Texting back, I tell my best friend I will be at her house after work with takeout. Working in a bank, I have every weekend off. Casey’s career path is far different than mine, though, and it is one that requires weekend time; as a result, this is the first Friday she has had off in a while.
My day drags on as I review current investment portfolios and market changes. I have the best job ever. I get paid to spend other people’s money as an investment broker here in South Beach. My life is sun, sand, and dollar bills.
Before going to Casey’s, I stop by my condo and change clothes. The down side to my job is the stuffy suits I have to wear: reasonable, past knee-length skirts, reasonable women’s dress pants, and reasonable button up shirts. I might hate them; yet, in a sad way, the dress code fits my life—reasonable.
It is not long into girl’s night before the difference in our lifestyle’s show.
“Damn, we’re not even halfway through the first movie, and you’re ready for bed? What the hell? Grandparents stay up later than you,” My best friend wakes me out of my doze.
“Sorry, some of us keep normal business hours.”
“Yeah, your hours scream forty-two, not twenty-four, as does everything else in your life.”
“I’m not that bad,” I protest half-heartedly. However, that voice of doubt says “maybe I am.” Maybe my stiff upbringing has rubbed off on me more than I care to admit.
My parents raised me to be an example. As the oldest of three, I had to be the light to guide my younger sisters, Madyson and Mallory. Everything with my parents was about fitting the mold, keeping up appearances. Their brainwashing worked to some degree. Going away to college did nothing for me in my attempt to escape my overbearing parents, either. No, they live in my head, every rule engraved into my brain matter. Too bad no one warned me there is no cure and no escape once they get those rules engrained into my very being.
Morgan Ann Powell: pathetic, stiff, borderline pseudo-old lady, and a college educated, suit wearing, have my shit together prude—that is me. I am, quite possibly, the only woman in her twenties who can count on one hand how many guys she has kissed. I am also a twenty-four-year-old virgin. I wouldn’t know what to do with a penis if it was given to me gift wrapped in Christmas paper and topped with a bow. I am not cut out for parties, guys, or any wild times, either. My destiny is to be the old lady who lives alone, feeding all the stray cats in the neighborhood.

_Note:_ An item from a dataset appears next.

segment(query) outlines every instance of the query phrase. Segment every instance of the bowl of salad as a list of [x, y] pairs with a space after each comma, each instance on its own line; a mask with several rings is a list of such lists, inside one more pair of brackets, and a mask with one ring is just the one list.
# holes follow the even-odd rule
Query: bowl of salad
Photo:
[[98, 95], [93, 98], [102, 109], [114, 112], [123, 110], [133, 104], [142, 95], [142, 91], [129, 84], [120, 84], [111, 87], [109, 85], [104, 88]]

“I’m a loser.” Sighing, I look over to my best friend. “Sorry for ruining your night off.”
“Stop it! You aren’t a loser, and nothing is ruined. I was dozing off, too.”
“Yeah, but it’s not often you get a Friday night off. Spending it on the couch with your socially inept friend isn’t an ideal night.”

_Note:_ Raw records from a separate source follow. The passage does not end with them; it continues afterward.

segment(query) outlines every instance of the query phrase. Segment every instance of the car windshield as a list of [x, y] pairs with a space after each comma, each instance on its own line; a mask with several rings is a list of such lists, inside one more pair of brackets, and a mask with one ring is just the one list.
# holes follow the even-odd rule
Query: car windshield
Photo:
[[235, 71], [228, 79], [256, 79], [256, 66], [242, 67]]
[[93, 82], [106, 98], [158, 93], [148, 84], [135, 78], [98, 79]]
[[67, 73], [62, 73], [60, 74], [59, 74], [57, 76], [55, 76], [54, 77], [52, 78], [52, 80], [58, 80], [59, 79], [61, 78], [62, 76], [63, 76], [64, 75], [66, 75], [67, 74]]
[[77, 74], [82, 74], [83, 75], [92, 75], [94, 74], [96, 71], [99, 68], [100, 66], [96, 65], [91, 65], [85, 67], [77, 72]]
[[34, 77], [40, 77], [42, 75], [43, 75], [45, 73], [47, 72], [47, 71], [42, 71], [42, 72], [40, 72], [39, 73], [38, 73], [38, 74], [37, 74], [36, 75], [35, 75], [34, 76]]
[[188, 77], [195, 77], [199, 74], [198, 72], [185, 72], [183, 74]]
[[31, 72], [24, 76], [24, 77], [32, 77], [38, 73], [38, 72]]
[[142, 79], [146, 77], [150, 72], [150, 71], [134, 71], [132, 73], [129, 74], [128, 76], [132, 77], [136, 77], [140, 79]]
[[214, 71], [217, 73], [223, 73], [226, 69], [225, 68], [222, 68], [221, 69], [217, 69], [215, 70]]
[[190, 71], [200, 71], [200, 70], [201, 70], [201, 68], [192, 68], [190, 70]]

Slapping my thigh, she laughs. “With everything I see at the club, a night in is heaven.”
Aside from being my drop-dead gorgeous best friend, Casey also happens to be a headlining stripper at a local club, After Midnight. Her perky, full breasts, tiny waist, and hips give her the picture-perfect, hourglass figure. Her long, black hair is streaked in purple and teal, adding to the illusion of the wild woman she portrays on the stage. Her curves fall in all the right places, suiting her perfectly and making for optimal tips in her chosen profession. “Work with what you have been given,” she always says. And boy, does she work. Inside, Casey is as calm and happy to stay at home as me.
That is basically all we have in common, though. I could never have the sort of confidence she has. My parents raised me to be reserved in appearances. Where Casey dares to flash her pin-up body in tight clothes, I hide my own curves behind much more conservative attire. I also keep my make-up minimal, only using enough to naturally accentuate my creamy skin and moss green eyes.
Casey often lets her long, gorgeous hair down in wild curls. I, generally, keep my straight shoulder length, russet brown hair in a bun or a ponytail. I cannot count how many times I have wished I had her confidence. However, every time I try to push myself to be more daring with my appearance, I hear one of my mother’s many lectures in the back of my head. There are days I wonder if I need to have a priest do an exorcism to cleanse me of her unrealistic ideals.
My best friend and I also had two completely different childhoods. While I grew up with strict parents and an overly structured life, she grew up with an ailing grandmother. Her dad is unknown and her mom overdosed when she was six, leaving a young Casey with her grandmother. When Nana died, while we were teens, Casey ended up in foster care.